Ce jour-là, après son propre cours, remplaçant M. Gardebois retenu par l'accouchement de sa femme, Yveline, debout devant le tableau, dictait à voix haute, en déliant les syllabes, le sujet d'une rédaction choisi par son collègue :
- La vérité de cette vie, ce n'est pas qu'on meurt, c'est qu'on meurt volé. (...)

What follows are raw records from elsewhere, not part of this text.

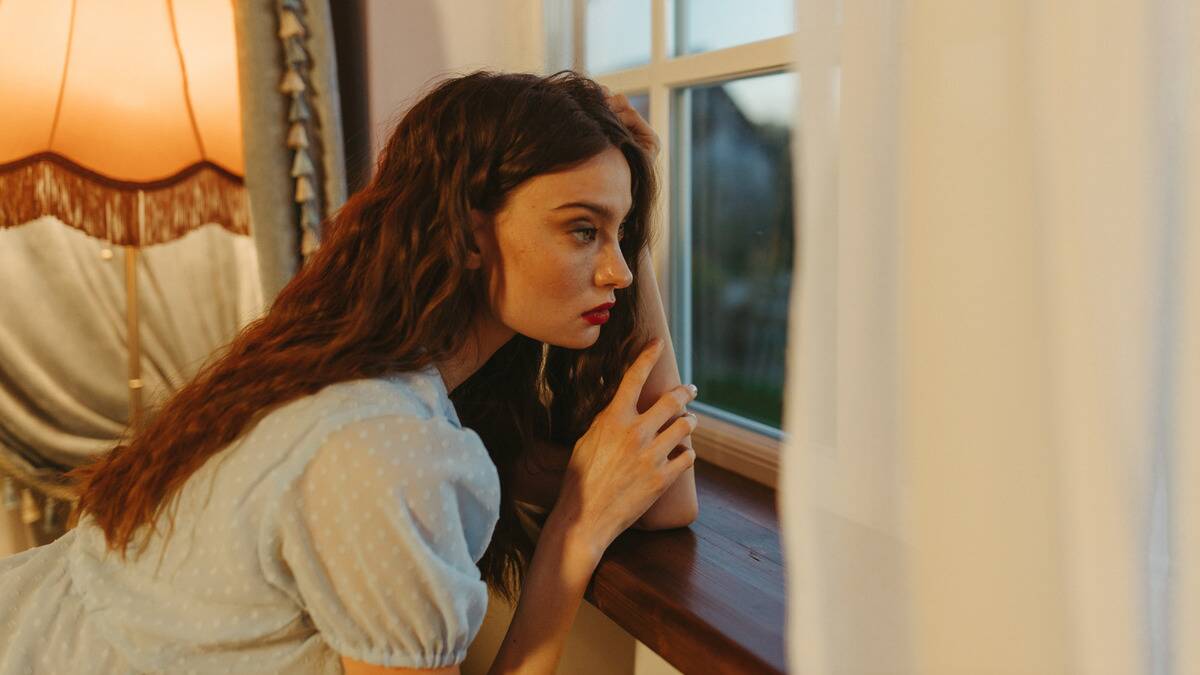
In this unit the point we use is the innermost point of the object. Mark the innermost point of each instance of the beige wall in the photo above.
(414, 43)
(411, 45)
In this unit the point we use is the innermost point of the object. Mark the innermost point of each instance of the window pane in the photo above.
(703, 25)
(641, 102)
(737, 180)
(618, 35)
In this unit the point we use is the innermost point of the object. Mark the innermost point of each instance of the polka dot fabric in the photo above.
(346, 523)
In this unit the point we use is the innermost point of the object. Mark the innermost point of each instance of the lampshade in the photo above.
(117, 109)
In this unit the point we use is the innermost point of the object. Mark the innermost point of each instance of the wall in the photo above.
(411, 46)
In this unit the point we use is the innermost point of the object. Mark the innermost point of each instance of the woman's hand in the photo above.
(643, 135)
(624, 460)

(Puis) une main se leva : celle de Lorraine, une Martiniquaise aux cheveux multinattés, chef de classe :
- Peut-on vous demander une précision, mademoiselle? Il y a deux interprétations possibles. La première, c'est qu'on meurt volé de ce qu'on a, de ce qu'on aime, puisqu'il faut tout abandonner...
- C'est juste, mais le roman nous montre qu'il y a pire. Dis voir la seconde...
- La seconde, c'est qu'on meurt volé de ce qu'on aurait dû avoir et qu'on n'a pas eu.
- Et c'est plus grave, dit Yveline, parce que les déshérités sont légion à n'avoir rien reçu en fait de biens, de joies, de santé, de beauté, d'instruction, de tendresse ou d'amour. Va, Lorraine! C'est toute la question.